The present invention relates to welding machines and in particular to internal pipe welding machines.

Welding machines are known in which pneumatic rams situated in front of a welding plane operate to move positioning abutments into a deployed position to enable the machine to be correctly positioned relative to the end of a pipeline. However such positioning abutments rely on there being sufficient air pressure in the rams. Under some circumstances eg. when the pipeline is being laid in an uphill direction and where the air in an air receiver tank situated on the internal pipe welding machine has been depleted as a result of driving the internal pipe welding machine uphill from the previous welded joint, the ram air pressure can be sufficiently low such that misalignment of the pipe welding machine relative to the joint occurs. If such misalignment is not initially noticed and a welding operation takes place some or all of the weld bead will miss the joint between the pipeline and pipe requiring subsequent cutting out of the now welded portion and subsequent correct rewelding, all of which is time consuming and expensive.

According to the present invention there is provided an internal pipe welding machine including a plurality of arrester assemblies to correctly position the welding machine relative to an end of a pipeline to be welded, each arrester being moveable between a deployed position in which a positioning abutment is capable of abutting the end of the pipeline and a retracted position.

An embodiment of the present invention will now be described by way of example only with reference to the accompanying drawings in which:- Figures 1-5 are successive composite cross-sectional views of an internal pipe welding machine according to the present invention;

Figure 6 is an enlarged view of an arrester assembly of figure 3 shown substantially in isolation for clarity;

Figure 7 is a cross-sectional view of a sleeve guide;

Figures 8 -11 are successive cross-sectional views of the arrester assembly of figure 6;

Figure 12 is a view in the direction of arrow B of figure 6;

Figure 13 is a cross-section view taken along the line C of figure 6;

Figure 14 is a composite view of rod 416;

Figure 15 is a part view of sleeve 412; and

Figure 16 is a developed view of the rotation groove 480.

With reference to figures 1-5 there is shown an internal pipe welding machine 10 positioned within a pipeline 1. The pipeline 1 comprises a series of pipes each of which have been welded together to ensure a fluid tight pipeline. The internal pipe welding machine 10 enables the joint 6 between the end 4 of pipeline 1 and end 5 of adjacent pipe 3 to be welded from the inside. Additionally the joint 6 can be welded from the outside by the use of a separate external pipe welding machine.
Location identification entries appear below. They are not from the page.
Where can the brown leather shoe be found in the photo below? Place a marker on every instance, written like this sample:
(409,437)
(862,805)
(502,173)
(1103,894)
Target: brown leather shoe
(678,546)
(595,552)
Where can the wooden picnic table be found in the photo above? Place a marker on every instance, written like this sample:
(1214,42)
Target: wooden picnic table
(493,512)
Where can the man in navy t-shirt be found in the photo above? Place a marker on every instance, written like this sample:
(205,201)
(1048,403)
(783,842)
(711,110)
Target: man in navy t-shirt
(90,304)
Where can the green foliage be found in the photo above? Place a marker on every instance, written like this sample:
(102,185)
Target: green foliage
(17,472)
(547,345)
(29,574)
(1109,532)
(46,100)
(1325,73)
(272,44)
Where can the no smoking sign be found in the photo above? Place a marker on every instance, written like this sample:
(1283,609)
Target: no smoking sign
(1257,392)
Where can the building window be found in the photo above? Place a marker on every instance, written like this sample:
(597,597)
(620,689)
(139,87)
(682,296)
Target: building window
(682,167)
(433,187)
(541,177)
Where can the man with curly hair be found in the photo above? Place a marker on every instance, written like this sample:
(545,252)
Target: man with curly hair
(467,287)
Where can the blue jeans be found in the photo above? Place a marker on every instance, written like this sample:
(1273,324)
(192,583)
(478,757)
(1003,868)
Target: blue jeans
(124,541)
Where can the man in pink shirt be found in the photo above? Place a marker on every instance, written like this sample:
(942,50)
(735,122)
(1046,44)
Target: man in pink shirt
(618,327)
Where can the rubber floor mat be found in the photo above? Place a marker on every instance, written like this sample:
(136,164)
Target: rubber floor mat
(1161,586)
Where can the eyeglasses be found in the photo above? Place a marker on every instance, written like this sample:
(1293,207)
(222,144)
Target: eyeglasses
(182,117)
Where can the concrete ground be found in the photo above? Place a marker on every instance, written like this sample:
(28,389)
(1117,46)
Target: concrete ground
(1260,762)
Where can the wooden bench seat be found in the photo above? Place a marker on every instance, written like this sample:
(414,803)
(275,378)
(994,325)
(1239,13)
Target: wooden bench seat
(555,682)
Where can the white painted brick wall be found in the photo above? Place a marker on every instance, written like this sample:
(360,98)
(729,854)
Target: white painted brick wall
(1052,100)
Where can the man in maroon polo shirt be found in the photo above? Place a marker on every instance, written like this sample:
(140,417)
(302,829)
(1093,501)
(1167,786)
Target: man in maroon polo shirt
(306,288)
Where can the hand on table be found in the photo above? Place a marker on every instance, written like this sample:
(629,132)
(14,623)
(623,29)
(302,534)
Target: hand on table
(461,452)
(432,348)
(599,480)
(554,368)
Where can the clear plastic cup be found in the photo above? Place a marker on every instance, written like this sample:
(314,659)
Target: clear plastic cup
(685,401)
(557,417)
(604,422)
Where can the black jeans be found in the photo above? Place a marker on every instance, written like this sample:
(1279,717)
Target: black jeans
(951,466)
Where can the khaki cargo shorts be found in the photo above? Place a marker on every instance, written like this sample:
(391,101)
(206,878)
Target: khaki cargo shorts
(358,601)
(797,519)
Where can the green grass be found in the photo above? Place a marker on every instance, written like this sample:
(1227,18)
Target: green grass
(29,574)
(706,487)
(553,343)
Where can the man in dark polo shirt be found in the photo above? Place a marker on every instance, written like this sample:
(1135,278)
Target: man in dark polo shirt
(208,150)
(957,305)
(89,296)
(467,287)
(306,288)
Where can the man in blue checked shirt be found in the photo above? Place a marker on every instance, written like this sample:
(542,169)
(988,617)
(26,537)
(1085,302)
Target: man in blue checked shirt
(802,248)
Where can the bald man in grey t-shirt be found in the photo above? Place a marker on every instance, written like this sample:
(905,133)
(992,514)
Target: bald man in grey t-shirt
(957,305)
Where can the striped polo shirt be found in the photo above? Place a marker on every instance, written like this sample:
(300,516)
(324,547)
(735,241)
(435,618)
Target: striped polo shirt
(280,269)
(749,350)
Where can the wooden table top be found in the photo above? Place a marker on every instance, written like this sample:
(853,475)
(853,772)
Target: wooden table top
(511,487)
The internal pipe welding machine 10 comprises the following major components :-

a) Nose cone assembly 20 b) Thruster assembly 30 c) A plurality of arrester assemblies 40 d) A plurality of automatic welder assemblies 50 e) An articulated joint assembly 60 f) A drive assembly 70 g) An air receiver 80 h) A command rod coupling 85, and i) A chassis 11

The nose cone assembly 20 includes a manual welder 19 including a welding torch 21 along with a spool of welding wire 22. The nose cone assembly 20 includes a plate 23 to which the thruster assembly 30 is connected. The nose cone assembly also includes a plurality of circumferentially equispaced pivotal guide arms 24 (in this case six) which are also connected to the thruster assembly 30.

Thruster assembly 30 includes a plurality of circumferentially equispaced pipe engaging clamps 31, a pair of guide wheels 32 and a rotatable ring member 33.

Mounted on ring member 33 is a plurality (in this case six) of circumferentially equispaced automatic welder assemblies 50.

A plate 61 of articulated joint assembly 60 is attached to the back of the thruster assembly 40. Attached to plate 61 is a plurality (in this case three) of circumferentially equispaced arrester assemblies 40. Each arrester assembly 40 includes an extendable shaft 41 with a positioning abutment 42 at one end.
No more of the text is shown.